Beispiel: b) Totum pro parte: (Ganz) Deutschland hat Angst vor der Vogelgrippe. Dies ist der umgekehrte Fall des vorherigen Beispiels: Das Ganze (Deutschland) steht für eine nicht genau zu ermittelnde Anzahl seiner Teile, da nicht unbedingt jeder Deutsche die Vogelgrippe fürchtet.

Metapher und Ironie

Metapher und Ironie sind Typen aus dem Bereich der Sprungtropen. Ihnen ist gemeinsam, dass eindeutig nicht zueinander gehörende Inhaltsbereiche verwoben werden. Den Begriffen wohnen verschiedene Assoziationen (Konnotationen) inne, die nun in Bezug zueinander gesetzt werden.

Bei einer Metapher nimmt der ersetzende Begriff einen Teil der Assoziationen des ursprünglichen Begriffs an.
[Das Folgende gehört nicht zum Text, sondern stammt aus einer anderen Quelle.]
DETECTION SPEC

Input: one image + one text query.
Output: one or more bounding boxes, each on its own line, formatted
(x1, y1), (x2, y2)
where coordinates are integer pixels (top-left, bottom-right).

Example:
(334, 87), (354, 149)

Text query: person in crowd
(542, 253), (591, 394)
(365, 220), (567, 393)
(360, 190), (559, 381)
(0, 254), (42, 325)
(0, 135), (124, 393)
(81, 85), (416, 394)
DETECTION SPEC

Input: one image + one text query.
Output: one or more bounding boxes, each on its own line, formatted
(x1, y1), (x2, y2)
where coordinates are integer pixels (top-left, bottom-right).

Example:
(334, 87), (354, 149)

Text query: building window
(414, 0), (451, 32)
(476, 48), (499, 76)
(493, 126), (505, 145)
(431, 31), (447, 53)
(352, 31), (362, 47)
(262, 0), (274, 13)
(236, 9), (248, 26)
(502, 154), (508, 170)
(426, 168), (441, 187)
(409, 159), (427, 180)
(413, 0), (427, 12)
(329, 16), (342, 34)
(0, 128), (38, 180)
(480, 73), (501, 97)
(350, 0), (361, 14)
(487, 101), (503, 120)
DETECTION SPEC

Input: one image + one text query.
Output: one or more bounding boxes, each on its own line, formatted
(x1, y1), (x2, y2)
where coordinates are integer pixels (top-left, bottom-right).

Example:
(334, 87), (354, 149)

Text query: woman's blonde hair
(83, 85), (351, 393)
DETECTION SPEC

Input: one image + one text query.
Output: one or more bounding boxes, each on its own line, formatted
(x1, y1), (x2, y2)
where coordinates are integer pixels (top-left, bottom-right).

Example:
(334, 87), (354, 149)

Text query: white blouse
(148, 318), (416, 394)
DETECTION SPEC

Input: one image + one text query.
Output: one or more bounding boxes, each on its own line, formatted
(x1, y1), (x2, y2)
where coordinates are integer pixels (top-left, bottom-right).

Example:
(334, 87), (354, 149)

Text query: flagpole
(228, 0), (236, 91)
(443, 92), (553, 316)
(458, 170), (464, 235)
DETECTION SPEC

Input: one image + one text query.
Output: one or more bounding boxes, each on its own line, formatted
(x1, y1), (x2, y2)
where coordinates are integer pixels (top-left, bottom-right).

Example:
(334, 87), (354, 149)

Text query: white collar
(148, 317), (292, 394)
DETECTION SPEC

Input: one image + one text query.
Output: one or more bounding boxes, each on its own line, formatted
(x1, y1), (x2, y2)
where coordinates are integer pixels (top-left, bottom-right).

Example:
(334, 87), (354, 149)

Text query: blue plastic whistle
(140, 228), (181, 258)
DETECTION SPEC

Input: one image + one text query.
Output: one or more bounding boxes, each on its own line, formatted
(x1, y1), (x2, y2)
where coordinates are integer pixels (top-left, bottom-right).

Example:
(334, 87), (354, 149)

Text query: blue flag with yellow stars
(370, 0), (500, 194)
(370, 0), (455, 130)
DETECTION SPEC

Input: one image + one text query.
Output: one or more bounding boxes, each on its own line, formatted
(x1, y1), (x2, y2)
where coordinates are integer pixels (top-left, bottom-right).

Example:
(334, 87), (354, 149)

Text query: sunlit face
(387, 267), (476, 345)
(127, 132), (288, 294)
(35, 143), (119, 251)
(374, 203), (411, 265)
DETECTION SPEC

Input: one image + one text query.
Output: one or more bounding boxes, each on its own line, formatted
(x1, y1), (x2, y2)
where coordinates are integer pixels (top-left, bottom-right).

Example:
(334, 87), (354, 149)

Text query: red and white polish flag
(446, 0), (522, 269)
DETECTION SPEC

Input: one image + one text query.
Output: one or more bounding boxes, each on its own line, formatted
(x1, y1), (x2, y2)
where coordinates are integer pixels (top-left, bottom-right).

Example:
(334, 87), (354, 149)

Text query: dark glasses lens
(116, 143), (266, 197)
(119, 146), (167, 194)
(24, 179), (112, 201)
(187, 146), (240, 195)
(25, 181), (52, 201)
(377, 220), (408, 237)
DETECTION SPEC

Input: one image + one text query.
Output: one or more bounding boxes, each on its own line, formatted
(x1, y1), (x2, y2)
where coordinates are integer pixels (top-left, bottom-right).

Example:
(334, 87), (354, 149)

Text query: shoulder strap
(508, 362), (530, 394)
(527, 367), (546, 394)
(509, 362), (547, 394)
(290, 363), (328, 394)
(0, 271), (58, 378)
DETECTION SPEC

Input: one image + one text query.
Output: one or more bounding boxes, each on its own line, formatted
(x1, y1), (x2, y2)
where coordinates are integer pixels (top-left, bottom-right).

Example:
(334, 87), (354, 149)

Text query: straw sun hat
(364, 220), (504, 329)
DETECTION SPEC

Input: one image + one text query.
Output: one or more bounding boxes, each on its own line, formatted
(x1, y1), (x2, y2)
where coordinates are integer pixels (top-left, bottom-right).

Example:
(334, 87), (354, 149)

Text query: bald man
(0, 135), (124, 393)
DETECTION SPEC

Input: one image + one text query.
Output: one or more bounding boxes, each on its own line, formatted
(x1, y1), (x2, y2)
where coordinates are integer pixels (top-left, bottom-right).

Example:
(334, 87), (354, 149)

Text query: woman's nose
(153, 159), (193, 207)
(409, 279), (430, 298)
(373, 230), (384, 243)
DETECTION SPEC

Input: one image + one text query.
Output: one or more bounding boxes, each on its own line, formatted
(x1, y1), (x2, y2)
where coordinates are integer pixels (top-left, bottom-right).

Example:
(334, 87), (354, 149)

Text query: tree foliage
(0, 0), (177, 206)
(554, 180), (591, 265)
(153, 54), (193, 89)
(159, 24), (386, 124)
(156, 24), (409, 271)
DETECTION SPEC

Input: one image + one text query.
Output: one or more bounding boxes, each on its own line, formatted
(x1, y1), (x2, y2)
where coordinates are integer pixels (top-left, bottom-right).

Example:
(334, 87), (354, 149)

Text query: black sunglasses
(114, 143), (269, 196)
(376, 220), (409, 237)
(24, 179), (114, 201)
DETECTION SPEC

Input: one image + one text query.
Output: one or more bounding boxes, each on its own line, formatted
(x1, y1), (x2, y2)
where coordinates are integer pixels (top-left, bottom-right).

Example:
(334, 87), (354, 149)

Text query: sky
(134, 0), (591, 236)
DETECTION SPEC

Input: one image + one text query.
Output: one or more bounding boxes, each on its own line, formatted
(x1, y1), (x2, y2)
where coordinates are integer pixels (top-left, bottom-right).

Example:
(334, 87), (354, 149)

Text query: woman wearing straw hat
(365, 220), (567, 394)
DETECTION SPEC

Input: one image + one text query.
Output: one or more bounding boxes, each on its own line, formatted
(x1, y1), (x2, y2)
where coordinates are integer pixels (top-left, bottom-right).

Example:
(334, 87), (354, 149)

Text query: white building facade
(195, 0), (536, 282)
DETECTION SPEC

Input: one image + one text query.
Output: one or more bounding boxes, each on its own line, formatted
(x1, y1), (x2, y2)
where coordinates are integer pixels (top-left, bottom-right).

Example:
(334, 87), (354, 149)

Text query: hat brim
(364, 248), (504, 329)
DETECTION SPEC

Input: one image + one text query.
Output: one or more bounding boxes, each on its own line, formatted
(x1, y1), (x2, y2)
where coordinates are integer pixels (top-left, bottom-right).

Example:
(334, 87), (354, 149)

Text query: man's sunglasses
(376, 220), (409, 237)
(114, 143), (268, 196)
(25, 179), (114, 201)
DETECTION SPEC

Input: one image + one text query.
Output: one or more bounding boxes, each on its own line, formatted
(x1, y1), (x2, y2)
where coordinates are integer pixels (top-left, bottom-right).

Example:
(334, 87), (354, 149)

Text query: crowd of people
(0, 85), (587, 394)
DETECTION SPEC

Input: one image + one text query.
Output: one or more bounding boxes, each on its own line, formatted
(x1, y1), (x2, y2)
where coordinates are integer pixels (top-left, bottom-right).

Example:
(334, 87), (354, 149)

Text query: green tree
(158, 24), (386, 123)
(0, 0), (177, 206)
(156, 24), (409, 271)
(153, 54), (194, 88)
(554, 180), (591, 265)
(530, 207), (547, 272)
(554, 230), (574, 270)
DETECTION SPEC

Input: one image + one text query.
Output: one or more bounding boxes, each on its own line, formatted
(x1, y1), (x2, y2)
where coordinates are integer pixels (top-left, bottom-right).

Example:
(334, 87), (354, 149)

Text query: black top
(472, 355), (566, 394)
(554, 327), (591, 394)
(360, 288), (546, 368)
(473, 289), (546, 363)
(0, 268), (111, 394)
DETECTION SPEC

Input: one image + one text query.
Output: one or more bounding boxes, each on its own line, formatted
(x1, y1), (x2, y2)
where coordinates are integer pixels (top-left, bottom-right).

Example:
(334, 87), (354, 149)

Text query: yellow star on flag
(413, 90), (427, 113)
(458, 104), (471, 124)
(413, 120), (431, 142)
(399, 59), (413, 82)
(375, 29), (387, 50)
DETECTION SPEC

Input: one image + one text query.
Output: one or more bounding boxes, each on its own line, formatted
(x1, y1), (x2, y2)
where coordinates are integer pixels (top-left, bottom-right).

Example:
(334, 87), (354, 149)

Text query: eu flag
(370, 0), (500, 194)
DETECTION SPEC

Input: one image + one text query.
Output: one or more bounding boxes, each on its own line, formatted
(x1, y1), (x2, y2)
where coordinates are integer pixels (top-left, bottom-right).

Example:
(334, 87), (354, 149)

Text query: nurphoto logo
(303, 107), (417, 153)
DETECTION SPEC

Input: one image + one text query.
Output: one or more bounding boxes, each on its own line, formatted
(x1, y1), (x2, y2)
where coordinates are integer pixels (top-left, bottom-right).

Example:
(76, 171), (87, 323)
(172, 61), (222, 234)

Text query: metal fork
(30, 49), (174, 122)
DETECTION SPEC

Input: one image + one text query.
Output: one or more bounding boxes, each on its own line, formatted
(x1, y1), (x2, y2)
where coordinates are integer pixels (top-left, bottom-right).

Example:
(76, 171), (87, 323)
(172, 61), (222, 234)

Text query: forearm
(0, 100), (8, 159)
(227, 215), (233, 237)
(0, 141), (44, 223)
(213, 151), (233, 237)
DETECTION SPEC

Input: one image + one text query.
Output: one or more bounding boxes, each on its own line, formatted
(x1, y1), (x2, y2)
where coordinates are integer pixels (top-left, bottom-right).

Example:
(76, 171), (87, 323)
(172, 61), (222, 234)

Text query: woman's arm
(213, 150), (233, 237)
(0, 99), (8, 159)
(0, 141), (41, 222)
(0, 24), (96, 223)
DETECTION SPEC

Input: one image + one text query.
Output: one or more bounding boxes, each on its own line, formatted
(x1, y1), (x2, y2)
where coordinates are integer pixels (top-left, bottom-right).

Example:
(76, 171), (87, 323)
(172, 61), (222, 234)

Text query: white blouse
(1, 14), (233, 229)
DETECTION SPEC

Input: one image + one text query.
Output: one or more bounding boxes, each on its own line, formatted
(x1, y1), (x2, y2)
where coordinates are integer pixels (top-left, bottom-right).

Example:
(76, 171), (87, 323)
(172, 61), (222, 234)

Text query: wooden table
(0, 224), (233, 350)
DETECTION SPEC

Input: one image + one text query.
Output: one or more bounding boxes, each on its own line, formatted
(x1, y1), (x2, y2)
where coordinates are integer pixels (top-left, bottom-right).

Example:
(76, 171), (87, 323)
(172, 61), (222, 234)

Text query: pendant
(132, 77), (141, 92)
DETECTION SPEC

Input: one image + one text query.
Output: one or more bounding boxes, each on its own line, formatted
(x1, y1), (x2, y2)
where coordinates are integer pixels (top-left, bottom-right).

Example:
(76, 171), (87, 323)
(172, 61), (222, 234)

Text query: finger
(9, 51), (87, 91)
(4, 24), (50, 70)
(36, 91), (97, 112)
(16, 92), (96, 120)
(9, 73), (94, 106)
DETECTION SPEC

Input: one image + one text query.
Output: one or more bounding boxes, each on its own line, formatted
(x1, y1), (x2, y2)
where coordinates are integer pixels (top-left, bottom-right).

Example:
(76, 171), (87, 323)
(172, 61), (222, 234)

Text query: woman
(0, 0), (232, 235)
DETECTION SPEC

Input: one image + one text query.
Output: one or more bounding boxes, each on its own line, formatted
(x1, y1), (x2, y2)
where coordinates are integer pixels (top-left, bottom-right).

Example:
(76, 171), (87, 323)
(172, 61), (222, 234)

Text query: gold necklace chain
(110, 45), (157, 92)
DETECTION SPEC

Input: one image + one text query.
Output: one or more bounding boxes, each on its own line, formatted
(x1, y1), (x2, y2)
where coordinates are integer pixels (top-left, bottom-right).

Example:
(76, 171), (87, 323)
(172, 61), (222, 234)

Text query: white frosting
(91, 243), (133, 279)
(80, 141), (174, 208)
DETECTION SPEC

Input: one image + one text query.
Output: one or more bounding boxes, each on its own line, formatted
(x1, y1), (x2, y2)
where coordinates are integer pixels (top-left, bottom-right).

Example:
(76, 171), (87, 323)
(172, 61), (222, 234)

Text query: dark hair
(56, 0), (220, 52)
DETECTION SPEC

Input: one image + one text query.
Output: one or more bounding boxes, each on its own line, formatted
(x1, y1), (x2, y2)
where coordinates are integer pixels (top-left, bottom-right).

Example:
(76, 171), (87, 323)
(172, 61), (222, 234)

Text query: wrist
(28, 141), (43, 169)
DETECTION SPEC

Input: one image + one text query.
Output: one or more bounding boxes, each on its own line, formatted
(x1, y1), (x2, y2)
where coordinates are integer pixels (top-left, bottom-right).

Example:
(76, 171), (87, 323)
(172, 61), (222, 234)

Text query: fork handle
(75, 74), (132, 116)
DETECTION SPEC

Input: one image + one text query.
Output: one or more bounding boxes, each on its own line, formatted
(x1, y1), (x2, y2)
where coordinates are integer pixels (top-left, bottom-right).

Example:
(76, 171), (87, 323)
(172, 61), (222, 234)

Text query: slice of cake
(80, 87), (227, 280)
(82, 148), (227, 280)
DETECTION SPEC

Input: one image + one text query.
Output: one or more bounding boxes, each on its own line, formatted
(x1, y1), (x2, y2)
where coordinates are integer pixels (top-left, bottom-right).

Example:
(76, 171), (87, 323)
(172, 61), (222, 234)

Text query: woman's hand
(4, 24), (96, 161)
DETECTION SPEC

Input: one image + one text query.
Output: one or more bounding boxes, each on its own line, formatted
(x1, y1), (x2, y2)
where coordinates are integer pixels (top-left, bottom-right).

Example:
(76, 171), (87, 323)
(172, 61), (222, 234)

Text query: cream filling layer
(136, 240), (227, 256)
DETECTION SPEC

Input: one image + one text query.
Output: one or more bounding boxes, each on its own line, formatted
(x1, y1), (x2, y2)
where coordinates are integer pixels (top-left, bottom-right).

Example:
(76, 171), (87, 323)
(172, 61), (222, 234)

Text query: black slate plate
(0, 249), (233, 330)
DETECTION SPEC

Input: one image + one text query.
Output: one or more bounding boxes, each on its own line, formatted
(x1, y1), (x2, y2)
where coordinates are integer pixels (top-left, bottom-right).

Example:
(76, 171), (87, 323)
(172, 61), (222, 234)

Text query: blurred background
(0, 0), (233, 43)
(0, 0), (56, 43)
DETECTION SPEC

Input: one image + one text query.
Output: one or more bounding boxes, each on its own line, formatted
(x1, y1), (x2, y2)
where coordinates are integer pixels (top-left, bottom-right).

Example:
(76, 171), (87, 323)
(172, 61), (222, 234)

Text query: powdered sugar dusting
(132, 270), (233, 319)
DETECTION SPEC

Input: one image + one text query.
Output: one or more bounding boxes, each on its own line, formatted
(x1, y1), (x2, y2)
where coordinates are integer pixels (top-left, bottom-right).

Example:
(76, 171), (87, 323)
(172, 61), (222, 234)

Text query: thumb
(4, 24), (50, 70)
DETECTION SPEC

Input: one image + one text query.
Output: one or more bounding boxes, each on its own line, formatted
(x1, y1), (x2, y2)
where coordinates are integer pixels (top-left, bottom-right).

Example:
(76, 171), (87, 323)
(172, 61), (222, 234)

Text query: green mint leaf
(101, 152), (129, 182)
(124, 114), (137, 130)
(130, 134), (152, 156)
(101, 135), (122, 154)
Sie wirkt somit romantisierend, da sie bestimmte Eigenschaften eines Begriffs in den Vordergrund rückt, andere hingegen verschleiert.

Beispiel: Das organisierte Verbrechen erpresst Schutzgeld von Einzelhändlern. Das Eintreiben von Geldern ohne echte Gegenleistung und unter Zwang ist schlicht eine Erpressung. Da die Mafia nach Möglichkeit als reguläre Ordnungsmacht aufzutreten versucht, wird der Begriff Schutzgeld verwendet. Einem Handel und einem Diebstahl ist gemein, dass in beiden Fällen Geld den Besitzer wechselt. Der Unterschied ist, dass es nur im ersteren Fall freiwillig geschieht. Durch die Verwendung des Ausdrucks Schutzgeld wird nun einerseits die Assoziation eines Handels (Geld gegen Schutz) und andererseits die eines Wächters (beschützende Macht) geweckt.

Ironie wirkt genau gegensätzlich, da hier bewusst ein Widerspruch nicht nur auf der formalen, sondern auch auf der assoziativen Ebene erzeugt wird. Dies wirkt negatorisch, d. h. die Bedeutung des eigentlichen Ausdrucks wird abgeschwächt.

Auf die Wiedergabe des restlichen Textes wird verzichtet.